Zero-shot reinforcement learning (RL) algorithms aim to learn a family of policies from a reward-free dataset, and recover optimal policies for any reward function directly at test time. Naturally, the quality of the pretraining dataset determines the performance of the recovered policies across tasks. However, pre-collecting a relevant, diverse dataset without prior knowledge of the downstream tasks of interest remains a challenge. In this work, we study $\textit{online}$ zero-shot RL for quadrupedal control on real robotic systems, building upon the Forward-Backward (FB) algorithm. We observe that undirected exploration yields low-diversity data, leading to poor downstream performance and rendering policies impractical for direct hardware deployment. Therefore, we introduce FB-MEBE, an online zero-shot RL algorithm that combines an unsupervised behavior exploration strategy with a regularization critic. FB-MEBE promotes exploration by maximizing the entropy of the achieved behavior distribution. Additionally, a regularization critic shapes the recovered policies toward more natural and physically plausible behaviors. We empirically demonstrate that FB-MEBE achieves and improved performance compared to other exploration strategies in a range of simulated downstream tasks, and that it renders natural policies that can be seamlessly deployed to hardware without further finetuning. Videos and code available on our website.
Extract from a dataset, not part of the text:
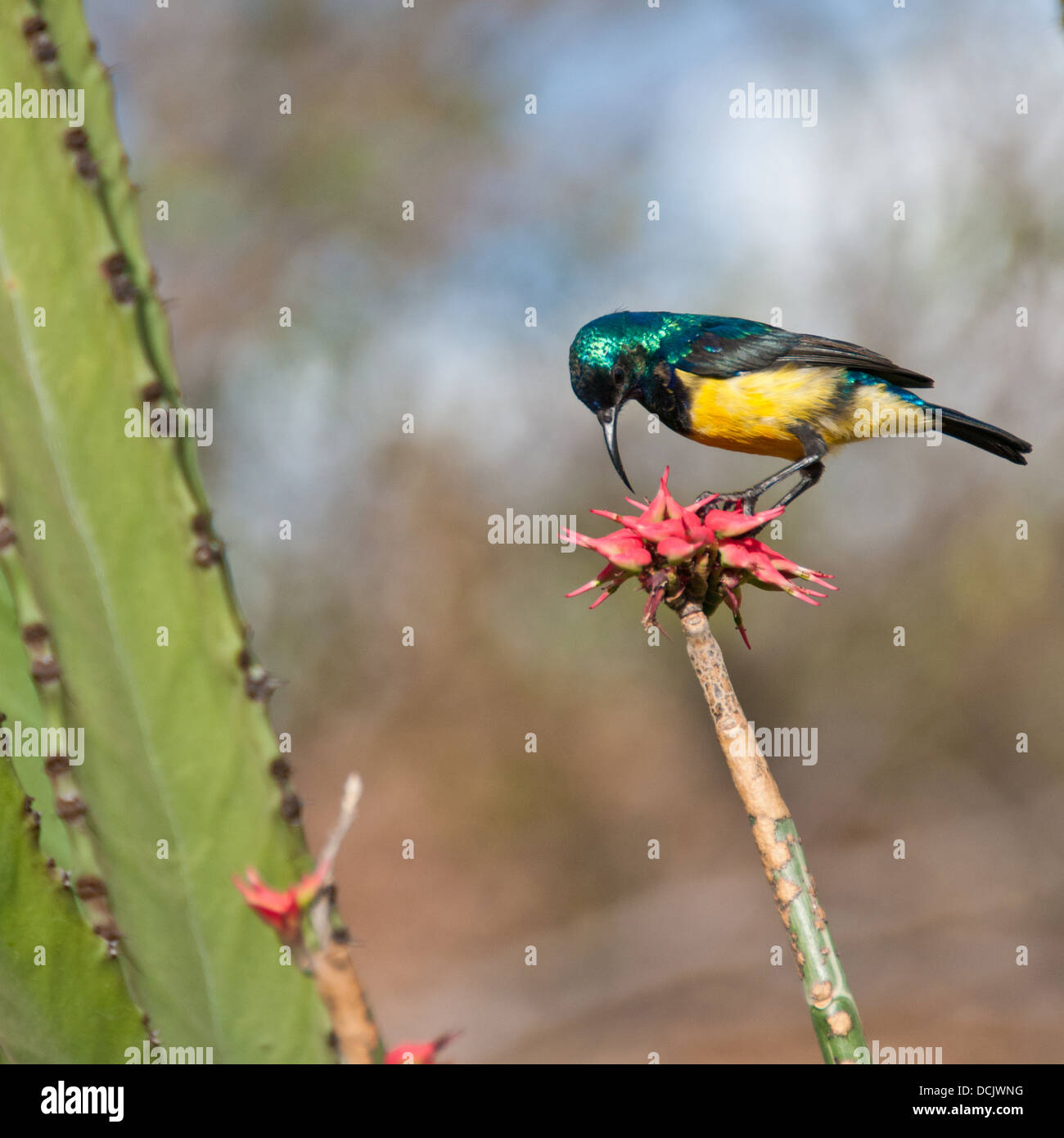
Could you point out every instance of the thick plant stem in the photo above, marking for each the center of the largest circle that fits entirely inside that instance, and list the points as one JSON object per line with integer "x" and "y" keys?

翻译：零样本强化学习算法旨在从无奖励数据集中学习一族策略，并在测试阶段直接恢复任意奖励函数对应的最优策略。自然，预训练数据集的质量决定了恢复策略在不同任务中的性能表现。然而，在没有下游任务先验知识的情况下，预先收集相关且多样化的数据集仍是一个挑战。本研究基于前向-后向算法，在真实机器人系统上研究四足控制的在线零样本强化学习。我们发现，无导向探索产生的数据多样性较低，导致下游性能较差，并使策略难以直接部署到硬件上。因此，我们提出FB-MEBE——一种结合无监督行为探索策略与正则化评论者的在线零样本强化学习算法。FB-MEBE通过最大化已实现行为分布的熵来促进探索，同时，正则化评论者将恢复的策略塑造成更自然且物理上更合理的行为。实验表明，在一系列模拟下游任务中，FB-MEBE的性能优于其他探索策略，并能生成可直接部署到硬件上而无需进一步微调的自然策略。视频和代码参见我们的网站。